When something - or somebody - seems impossible, God's greatest involvement and working may be at hand. Indeed, our Heavenly Father brought forth His Son in a womb where no chance of conception seemed to exist.
"A virgin shall conceive...With God nothing shall be impossible" (Isaiah 7:14; Luke 1:37).
Regarding the impossible, the Apostle Paul also comes to mind. Had there been one human being to write off regarding the possibility of conversion during the early days of the church, Saul of Tarsus would have been the man. This "Hebrew of the Hebrews" joined most of his Jewish brethren in dismissing the Lord Jesus Christ as the Messiah of Israel (Philippians 3:5). "He came unto His own and His own received Him not" wrote the Apostle John of God's earthly nation (John 1:11).
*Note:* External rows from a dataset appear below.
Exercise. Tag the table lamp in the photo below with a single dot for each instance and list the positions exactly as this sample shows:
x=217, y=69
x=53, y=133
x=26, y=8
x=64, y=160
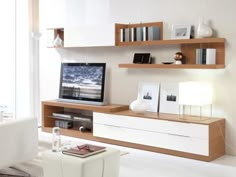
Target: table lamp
x=193, y=93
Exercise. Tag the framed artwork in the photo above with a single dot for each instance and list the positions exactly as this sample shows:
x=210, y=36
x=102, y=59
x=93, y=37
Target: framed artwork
x=149, y=92
x=169, y=98
x=181, y=32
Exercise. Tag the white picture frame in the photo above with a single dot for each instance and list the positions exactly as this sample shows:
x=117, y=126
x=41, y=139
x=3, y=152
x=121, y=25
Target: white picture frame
x=181, y=32
x=169, y=98
x=149, y=92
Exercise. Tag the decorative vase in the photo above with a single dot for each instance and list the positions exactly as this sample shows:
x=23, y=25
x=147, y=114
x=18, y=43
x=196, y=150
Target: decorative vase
x=57, y=42
x=139, y=105
x=204, y=30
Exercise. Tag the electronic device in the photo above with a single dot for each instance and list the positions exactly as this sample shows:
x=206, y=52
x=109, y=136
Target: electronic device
x=64, y=124
x=142, y=58
x=82, y=83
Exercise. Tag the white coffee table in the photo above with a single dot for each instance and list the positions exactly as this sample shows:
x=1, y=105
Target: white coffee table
x=105, y=164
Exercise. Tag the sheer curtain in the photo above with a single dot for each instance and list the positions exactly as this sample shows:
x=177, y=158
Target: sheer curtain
x=8, y=53
x=18, y=63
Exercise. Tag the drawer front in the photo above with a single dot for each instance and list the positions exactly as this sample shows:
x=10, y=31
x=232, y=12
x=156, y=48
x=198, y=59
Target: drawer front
x=161, y=126
x=161, y=140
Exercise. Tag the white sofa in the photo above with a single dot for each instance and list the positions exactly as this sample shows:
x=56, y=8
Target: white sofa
x=19, y=141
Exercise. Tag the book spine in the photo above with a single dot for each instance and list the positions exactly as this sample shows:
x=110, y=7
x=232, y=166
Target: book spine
x=203, y=56
x=197, y=56
x=127, y=35
x=139, y=34
x=144, y=34
x=121, y=35
x=210, y=56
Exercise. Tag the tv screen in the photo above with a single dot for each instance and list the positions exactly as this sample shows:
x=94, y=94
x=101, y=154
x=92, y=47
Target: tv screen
x=82, y=82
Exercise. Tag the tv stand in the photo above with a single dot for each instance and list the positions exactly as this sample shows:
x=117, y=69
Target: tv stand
x=201, y=138
x=55, y=106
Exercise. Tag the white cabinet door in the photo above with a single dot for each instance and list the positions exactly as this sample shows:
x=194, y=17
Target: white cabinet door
x=89, y=35
x=159, y=126
x=161, y=140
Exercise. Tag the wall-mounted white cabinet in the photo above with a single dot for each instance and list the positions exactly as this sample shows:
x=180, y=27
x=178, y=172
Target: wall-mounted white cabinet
x=89, y=35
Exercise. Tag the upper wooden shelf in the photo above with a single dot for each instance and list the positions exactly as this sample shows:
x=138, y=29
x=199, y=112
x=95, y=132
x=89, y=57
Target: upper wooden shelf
x=173, y=42
x=105, y=108
x=172, y=66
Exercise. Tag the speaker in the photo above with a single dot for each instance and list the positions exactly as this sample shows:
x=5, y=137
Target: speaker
x=142, y=58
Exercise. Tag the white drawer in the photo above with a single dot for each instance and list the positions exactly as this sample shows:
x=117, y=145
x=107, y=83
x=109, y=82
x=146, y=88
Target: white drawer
x=161, y=126
x=161, y=140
Saul served as a primary leader of a wayward people, beginning with his consenting to the stoning of the church's first martyr Stephen. This initiated an unholy persecution of believers by Saul, whose actions described by Luke paint a dark and savage picture of virulent hatred. "As for Saul, he made havoc of the church, entering into every house, and haling men and women, committed them to prison" (Acts 8:1; 3). As Paul himself later confessed, "When they were put to death, I gave my voice against them" (Acts 26:10).
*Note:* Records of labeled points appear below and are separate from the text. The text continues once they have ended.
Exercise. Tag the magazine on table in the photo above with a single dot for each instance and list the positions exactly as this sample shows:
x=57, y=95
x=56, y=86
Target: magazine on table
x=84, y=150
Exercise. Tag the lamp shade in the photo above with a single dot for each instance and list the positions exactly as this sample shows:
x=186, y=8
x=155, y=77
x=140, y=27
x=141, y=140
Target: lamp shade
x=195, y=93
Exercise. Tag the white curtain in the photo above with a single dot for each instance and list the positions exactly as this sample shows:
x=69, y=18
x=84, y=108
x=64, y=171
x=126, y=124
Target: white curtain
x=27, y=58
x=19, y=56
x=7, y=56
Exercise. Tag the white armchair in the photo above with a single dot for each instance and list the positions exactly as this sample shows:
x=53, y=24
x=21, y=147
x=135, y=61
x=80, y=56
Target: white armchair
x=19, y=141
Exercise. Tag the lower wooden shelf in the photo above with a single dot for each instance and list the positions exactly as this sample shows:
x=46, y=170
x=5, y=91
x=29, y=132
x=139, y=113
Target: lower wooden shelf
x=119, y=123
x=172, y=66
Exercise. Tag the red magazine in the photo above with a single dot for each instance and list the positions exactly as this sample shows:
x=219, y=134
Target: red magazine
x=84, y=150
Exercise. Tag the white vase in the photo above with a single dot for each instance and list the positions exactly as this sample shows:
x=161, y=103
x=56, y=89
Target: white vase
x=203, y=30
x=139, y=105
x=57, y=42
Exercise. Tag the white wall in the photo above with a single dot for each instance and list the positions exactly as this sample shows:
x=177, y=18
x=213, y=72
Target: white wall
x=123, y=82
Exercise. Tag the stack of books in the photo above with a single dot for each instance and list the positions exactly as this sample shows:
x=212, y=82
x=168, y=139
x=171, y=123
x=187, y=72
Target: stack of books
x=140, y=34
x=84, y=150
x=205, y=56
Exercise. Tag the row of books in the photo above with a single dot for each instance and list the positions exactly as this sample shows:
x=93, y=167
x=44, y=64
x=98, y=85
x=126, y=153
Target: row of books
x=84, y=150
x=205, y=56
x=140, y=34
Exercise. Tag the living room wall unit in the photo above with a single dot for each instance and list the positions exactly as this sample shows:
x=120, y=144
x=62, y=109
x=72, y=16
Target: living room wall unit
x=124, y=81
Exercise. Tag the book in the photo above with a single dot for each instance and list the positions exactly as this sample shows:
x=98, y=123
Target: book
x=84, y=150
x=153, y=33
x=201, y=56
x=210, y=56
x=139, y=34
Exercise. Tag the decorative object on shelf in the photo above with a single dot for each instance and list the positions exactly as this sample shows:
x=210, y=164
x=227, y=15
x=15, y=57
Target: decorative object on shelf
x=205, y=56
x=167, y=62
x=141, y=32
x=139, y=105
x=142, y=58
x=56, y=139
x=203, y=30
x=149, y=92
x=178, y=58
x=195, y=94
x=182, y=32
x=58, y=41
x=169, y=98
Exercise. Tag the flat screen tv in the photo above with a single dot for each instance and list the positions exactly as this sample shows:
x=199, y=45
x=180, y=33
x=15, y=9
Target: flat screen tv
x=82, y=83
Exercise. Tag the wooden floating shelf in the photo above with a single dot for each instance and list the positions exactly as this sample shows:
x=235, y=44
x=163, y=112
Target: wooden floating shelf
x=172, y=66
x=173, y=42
We know the rest of the story, of course. God interrupted Saul's downward flight on the road to Damascus, first converting Saul, and then commissioning him to go forth as the Lord's chief emissary and writer of the New Testament epistles. The Apostle Paul was born in the womb of impossibility, so much so that his reputation followed him decades later, leading Christians to hold Paul in suspicion and distrust (I Corinthians 9:1-3). Again, the one man of his era that all would have counted as beyond hope became the one man of eternity who most proclaimed the "Lord Jesus Christ, which is our hope" (I Timothy 1:1). Impossible? Saul of Tarsus. Unless, of course, the God with whom "nothing shall be impossible" births the Apostle Paul in a human heart redeemable only by the Divine intervention of grace and truth in the Lord Jesus. "If any man be in Christ, he is a new creature. Old things are passed away, behold, all things are become new" (II Corinthians 5:17).
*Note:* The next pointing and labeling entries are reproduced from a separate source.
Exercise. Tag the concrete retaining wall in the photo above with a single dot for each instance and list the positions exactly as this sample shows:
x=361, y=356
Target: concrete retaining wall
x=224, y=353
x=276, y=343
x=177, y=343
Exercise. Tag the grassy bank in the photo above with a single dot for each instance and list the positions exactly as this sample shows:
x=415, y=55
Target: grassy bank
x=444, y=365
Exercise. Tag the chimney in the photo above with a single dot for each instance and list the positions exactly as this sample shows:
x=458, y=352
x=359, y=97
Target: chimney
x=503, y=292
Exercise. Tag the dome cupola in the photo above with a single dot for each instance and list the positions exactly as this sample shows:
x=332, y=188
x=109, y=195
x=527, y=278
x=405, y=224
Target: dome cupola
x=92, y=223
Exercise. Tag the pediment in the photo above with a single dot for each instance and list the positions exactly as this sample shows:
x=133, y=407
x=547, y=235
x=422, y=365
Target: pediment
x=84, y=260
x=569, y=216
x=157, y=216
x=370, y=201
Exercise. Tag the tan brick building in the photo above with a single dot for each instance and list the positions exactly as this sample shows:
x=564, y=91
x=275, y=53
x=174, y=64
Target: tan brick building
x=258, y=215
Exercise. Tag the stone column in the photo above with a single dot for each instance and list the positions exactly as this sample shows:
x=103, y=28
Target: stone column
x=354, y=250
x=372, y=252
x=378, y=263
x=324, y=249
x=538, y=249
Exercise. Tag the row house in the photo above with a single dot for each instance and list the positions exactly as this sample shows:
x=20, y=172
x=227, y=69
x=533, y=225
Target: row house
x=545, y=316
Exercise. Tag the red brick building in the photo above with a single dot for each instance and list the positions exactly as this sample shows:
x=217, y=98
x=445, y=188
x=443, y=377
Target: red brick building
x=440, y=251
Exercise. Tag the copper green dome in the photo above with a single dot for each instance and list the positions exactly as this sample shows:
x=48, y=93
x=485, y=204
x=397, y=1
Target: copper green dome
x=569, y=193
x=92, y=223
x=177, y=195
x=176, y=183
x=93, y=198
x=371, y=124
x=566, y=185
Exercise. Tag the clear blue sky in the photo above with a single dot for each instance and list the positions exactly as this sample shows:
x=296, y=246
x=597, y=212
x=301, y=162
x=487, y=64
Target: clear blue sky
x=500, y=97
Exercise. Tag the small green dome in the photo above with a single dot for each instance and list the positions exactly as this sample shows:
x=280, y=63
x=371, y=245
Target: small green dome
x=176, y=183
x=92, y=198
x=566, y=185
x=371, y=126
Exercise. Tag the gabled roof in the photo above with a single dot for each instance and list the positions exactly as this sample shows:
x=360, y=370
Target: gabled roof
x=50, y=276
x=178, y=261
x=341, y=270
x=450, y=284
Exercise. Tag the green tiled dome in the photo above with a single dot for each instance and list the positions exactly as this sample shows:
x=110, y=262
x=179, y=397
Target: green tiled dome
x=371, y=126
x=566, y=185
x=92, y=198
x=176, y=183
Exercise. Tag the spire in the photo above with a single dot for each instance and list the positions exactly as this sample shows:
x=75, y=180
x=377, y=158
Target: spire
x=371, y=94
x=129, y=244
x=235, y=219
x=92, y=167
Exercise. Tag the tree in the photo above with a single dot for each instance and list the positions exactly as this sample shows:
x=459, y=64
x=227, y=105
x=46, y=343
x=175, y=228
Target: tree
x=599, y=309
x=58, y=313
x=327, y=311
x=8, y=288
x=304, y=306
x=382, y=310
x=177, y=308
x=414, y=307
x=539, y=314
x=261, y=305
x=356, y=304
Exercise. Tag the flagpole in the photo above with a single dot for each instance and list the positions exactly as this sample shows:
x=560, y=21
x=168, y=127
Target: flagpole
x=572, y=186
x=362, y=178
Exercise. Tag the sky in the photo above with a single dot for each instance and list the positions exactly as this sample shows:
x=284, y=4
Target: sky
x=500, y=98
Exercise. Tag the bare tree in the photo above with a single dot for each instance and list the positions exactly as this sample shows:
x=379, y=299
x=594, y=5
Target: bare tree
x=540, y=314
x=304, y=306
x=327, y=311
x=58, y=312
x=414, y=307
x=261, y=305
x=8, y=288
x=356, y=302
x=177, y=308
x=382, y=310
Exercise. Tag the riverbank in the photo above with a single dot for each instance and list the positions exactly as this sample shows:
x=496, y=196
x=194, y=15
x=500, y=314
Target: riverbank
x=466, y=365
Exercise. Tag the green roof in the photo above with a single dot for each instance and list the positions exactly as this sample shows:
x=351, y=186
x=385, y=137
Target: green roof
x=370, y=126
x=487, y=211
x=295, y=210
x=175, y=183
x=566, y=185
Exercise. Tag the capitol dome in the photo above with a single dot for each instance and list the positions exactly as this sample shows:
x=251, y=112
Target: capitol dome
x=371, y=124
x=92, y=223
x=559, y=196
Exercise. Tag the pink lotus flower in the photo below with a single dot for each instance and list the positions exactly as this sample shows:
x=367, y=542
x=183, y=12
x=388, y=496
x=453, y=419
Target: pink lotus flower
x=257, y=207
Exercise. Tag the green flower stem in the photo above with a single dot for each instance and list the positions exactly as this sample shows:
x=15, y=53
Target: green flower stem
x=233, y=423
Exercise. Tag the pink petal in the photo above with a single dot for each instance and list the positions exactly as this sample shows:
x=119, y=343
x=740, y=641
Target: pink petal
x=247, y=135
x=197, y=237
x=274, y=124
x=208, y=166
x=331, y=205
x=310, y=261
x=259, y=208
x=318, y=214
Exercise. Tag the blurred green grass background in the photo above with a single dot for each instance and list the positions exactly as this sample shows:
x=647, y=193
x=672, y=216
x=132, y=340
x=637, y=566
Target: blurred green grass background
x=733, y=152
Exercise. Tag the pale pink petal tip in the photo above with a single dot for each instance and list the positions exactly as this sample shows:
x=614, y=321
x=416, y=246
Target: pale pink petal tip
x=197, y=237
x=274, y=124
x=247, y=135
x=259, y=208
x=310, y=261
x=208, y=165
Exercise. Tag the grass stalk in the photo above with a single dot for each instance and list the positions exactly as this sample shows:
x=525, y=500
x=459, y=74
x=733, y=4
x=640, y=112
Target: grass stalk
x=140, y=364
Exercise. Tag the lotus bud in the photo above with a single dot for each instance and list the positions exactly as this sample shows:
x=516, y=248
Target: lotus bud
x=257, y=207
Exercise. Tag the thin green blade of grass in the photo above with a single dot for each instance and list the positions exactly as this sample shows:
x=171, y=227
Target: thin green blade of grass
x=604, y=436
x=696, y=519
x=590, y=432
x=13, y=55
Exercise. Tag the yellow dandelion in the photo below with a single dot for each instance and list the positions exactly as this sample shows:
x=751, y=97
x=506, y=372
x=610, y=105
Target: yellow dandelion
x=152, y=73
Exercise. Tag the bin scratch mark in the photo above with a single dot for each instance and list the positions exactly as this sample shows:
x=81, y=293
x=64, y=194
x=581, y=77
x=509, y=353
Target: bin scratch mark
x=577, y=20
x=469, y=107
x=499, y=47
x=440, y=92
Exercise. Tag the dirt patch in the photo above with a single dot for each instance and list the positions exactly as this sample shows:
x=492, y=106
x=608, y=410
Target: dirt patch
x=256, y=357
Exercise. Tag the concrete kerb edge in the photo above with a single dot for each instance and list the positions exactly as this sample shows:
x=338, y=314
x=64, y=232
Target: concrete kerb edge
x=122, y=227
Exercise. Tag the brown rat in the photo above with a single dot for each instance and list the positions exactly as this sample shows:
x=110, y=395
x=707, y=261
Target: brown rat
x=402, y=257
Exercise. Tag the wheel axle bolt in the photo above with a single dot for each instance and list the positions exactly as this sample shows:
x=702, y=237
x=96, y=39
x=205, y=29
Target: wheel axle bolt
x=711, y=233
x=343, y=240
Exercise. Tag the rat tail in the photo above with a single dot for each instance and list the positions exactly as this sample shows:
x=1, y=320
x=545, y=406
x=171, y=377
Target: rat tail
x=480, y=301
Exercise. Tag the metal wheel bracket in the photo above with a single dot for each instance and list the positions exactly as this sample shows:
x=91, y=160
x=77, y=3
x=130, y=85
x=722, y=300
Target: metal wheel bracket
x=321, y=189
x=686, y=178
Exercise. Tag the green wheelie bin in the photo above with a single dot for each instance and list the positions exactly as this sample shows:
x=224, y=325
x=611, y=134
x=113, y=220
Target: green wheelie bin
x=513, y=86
What or who seems impossible to us? We do well to remember Saul's story, or better yet, our own experience of redemption in the Lord Jesus. Indeed, every believer must bear the attitude that if Christ could "save a wretch like me," surely all others must be potential candidates for the grace of God. Moreover, when circumstances, situations, and conditions seem beyond repair or redemption, the remembrance of "nothing shall be impossible" must cause us to lift up our eyes to behold the Light that "shineth in darkness" (John 1:5). Our Heavenly Father does His best work in things and in people seemingly bereft of hope. His glory shines all the brighter as the Lord reveals His wondrous capability in virgin wombs and virulent hearts…
"With God, all things are possible."
Weekly Memory Verse
But God commendeth His love toward us in that while we were yet sinners, Christ died for us.